Many cosmetic businesses continue to offer “whitening” skin products worldwide even after rebranding in the West
Many major skincare brands, including Nivea, Pond’s, Unilever, and L’Oreal, made commitments to stop using words like “whitening” and “fairness” during the Black Lives Matter movement. While the companies kept their word in the West, clients in other parts of the world continue to be marketed things that associate beauty with whiteness.
As the Black Lives Matter movement boosted demands for racial justice in the US and elsewhere in 2020, a string of business announcements seemed to herald a turning point for the cosmetic industry.
Consumers were quick to draw attention to the discrepancy between multinationals’ public comments and their ongoing promotion of creams, serums, and lotions claiming to “whiten” customers’ skin as they came under public pressure to support racial equality. In response, a number of significant skincare producers promised to update their product offerings and branding.
In Asia and the Middle East, Johnson & Johnson declared it will completely discontinue marketing skin-whitening products. L’Oréal pledged to take “whitening” and “fair” out of its product lines. In response to the mounting outcry, Unilever recently changed the name of its contentious Fair & Lovely brand, which focuses on South Asia, to Glow and Lovely.
Beiersdorf AG, the company that owns Nivea, likewise disassociated itself from the terms “whitening” and “fair,” telling Allure magazine that it was doing an “in-depth study” into its “product offering and marketing strategy.” The German corporation informed CNN last year that it has reviewed its communications and will stop them if they “do not embrace the complexions of our diverse client base,” after carefully considering the results of comprehensive consumer research.
These were modest but vital moves taken by campaigners to rewrite industrial narratives that often associate beauty and success and happiness with whiteness. Indeed, if you visit any of the websites for big global cosmetic companies from the US or Europe today, it would appear that there are no specific allusions to skin tone.
However, if you connect from Asia, Africa, or the Middle East, it’s a different scenario.

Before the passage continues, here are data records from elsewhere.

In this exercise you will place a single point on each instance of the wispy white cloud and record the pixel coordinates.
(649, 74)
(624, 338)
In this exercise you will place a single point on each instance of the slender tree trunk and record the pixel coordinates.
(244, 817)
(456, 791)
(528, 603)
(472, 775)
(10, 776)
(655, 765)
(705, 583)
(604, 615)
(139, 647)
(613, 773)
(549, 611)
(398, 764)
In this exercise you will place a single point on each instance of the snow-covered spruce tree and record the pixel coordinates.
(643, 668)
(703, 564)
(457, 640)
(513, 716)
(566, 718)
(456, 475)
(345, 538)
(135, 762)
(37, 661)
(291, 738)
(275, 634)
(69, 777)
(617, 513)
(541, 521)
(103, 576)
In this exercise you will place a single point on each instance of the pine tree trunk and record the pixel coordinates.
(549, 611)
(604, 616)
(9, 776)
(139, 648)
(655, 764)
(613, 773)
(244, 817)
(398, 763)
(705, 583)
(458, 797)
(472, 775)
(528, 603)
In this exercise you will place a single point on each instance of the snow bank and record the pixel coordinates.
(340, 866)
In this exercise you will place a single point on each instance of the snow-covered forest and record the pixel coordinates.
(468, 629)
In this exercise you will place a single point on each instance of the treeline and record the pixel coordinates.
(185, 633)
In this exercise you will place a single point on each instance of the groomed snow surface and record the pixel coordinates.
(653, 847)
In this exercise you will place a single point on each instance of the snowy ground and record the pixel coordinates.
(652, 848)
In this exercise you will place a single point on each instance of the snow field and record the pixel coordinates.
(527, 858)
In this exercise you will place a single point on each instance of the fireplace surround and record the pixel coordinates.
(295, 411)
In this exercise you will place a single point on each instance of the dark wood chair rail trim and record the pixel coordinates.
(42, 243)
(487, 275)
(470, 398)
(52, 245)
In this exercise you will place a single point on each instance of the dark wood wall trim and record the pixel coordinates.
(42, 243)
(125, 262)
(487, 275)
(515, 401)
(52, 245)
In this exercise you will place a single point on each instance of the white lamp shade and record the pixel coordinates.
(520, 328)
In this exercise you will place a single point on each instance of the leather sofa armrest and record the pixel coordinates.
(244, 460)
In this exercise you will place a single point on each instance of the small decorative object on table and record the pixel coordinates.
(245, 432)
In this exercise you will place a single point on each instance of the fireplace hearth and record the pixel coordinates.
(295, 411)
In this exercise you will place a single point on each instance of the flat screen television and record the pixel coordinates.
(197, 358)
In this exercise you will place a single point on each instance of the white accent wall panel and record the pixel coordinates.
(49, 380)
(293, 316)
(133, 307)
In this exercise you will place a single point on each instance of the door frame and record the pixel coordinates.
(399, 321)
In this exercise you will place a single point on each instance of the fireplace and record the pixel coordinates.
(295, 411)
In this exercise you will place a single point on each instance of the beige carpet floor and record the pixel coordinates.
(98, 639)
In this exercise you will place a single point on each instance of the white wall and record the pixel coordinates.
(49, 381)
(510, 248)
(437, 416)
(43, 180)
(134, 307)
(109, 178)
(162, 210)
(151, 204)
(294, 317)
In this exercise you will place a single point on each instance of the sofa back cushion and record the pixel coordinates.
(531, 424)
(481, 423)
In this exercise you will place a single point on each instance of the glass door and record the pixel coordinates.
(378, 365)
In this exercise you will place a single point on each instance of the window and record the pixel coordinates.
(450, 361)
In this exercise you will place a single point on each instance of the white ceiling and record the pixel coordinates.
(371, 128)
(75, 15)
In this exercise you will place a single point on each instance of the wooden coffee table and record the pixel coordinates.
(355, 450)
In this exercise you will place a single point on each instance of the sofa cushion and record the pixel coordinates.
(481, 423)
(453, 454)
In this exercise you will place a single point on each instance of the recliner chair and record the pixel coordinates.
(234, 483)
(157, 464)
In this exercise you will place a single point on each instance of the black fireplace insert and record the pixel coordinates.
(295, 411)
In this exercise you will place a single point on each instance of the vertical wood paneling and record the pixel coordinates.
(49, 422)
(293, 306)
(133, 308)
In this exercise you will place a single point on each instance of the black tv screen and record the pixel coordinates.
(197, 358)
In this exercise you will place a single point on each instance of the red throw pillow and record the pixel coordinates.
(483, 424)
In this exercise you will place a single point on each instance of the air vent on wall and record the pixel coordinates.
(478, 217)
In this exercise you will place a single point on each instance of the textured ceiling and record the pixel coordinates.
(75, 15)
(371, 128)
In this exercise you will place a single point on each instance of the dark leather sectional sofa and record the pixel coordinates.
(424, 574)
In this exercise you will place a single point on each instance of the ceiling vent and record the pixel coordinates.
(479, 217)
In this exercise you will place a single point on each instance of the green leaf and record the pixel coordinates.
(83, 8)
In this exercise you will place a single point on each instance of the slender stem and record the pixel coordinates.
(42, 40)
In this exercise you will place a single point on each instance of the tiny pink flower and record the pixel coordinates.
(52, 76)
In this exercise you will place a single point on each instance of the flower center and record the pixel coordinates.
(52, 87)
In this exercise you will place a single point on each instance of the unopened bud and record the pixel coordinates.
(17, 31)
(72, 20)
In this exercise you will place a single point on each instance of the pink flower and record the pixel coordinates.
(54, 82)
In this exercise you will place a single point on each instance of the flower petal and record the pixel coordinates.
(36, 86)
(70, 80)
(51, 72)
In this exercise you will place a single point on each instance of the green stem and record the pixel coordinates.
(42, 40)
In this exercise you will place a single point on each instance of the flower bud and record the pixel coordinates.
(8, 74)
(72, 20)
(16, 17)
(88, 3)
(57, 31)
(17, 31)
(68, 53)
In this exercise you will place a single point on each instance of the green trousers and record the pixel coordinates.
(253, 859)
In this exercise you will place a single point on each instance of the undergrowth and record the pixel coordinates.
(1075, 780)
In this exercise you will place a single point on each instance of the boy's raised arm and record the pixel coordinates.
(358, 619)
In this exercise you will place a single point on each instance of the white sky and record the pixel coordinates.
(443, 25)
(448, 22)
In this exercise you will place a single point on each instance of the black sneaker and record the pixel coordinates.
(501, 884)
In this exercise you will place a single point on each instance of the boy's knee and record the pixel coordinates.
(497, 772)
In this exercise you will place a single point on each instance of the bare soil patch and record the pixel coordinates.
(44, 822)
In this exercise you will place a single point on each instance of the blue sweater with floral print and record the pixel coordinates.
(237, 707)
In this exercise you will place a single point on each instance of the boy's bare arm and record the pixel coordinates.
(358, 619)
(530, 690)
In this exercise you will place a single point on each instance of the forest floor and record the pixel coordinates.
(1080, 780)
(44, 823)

For example, L’Oréal’s Singapore platform still actively promotes creams and serums with “excellent whitening” qualities, while its website for Indian customers has a moisturizer called “White Activ.” While recent social media advertisements in mainland China promised a “whitening miracle” and “mild whitening, like the wind of spring blowing across your face,” the brand in Hong Kong, where the Chinese term for whitening simply combines the words “white” and “beautiful,” suggests using a whitening mask as part of its “tips for a peachy complexion.” A similar term, “bihaku,” which also combines the words “white” and “beautiful,” is frequently employed in Japan to describe and market goods.
Additionally, even within the same region, Unilever seemed to be speaking to various demographic groups in distinct ways. Consider one of its most well-known skincare companies, Pond’s, whose English US website does not contain the word “whitening,” but whose Spanish version did up until the media contacted the company for comment on the page. Customers can purchase a variety of items marked “White Beauty” in Thailand, including sunscreen and facial cleanser.
Additionally, even though Fair & Lovely has changed its name to Glow & Lovely, lighter-skinned South Asian women are still frequently featured on the product’s packaging, and Unilever is still selling “Intense Whitening” face wash to clients in India under the Lakmé brand. Although it is promoted as a sunscreen in the Philippines, the conglomerate has kept with the name Block & White for a line that, up until recently, boasted of its “intensive whitening” qualities and “5-in-1 Whitening Essentials” composition.
Amina Mire, who has spent the last 20 years studying the skin-whitening market, thinks that continued advertising of cosmetics that claim to lighten consumers’ skin is evidence that non-Western markets are still “too attractive” for international corporations to take more significant action. The sociology professor at Carleton University in Ottawa, Canada, acknowledges that recent business pronouncements are “100% a step in the right way,” but believes that multinational corporations would “not make any concessions — or at least very little concession — in the Asian market.”
Because consumers in many of these areas “demand” specific promises that the products lighten skin, Mire asserts that firms would oppose calls to moderate slogans used to target women outside of the West.
L’Oréal said in a statement that while it has “made modifications” to its product lines, “this transition is not fully complete across all markets and materials due to manufacturing timelines as well as product registration and certification procedures.” The company is “committed and focused on deleting the phrase ‘whitening’ as quickly as feasible in all markets,” the representative continued. Additionally, the corporation claimed that the use of phrases like “bihaku” is restricted in East Asian nations and that these markets typically use these terms to describe skin tones that are even, radiant, and devoid of blemishes.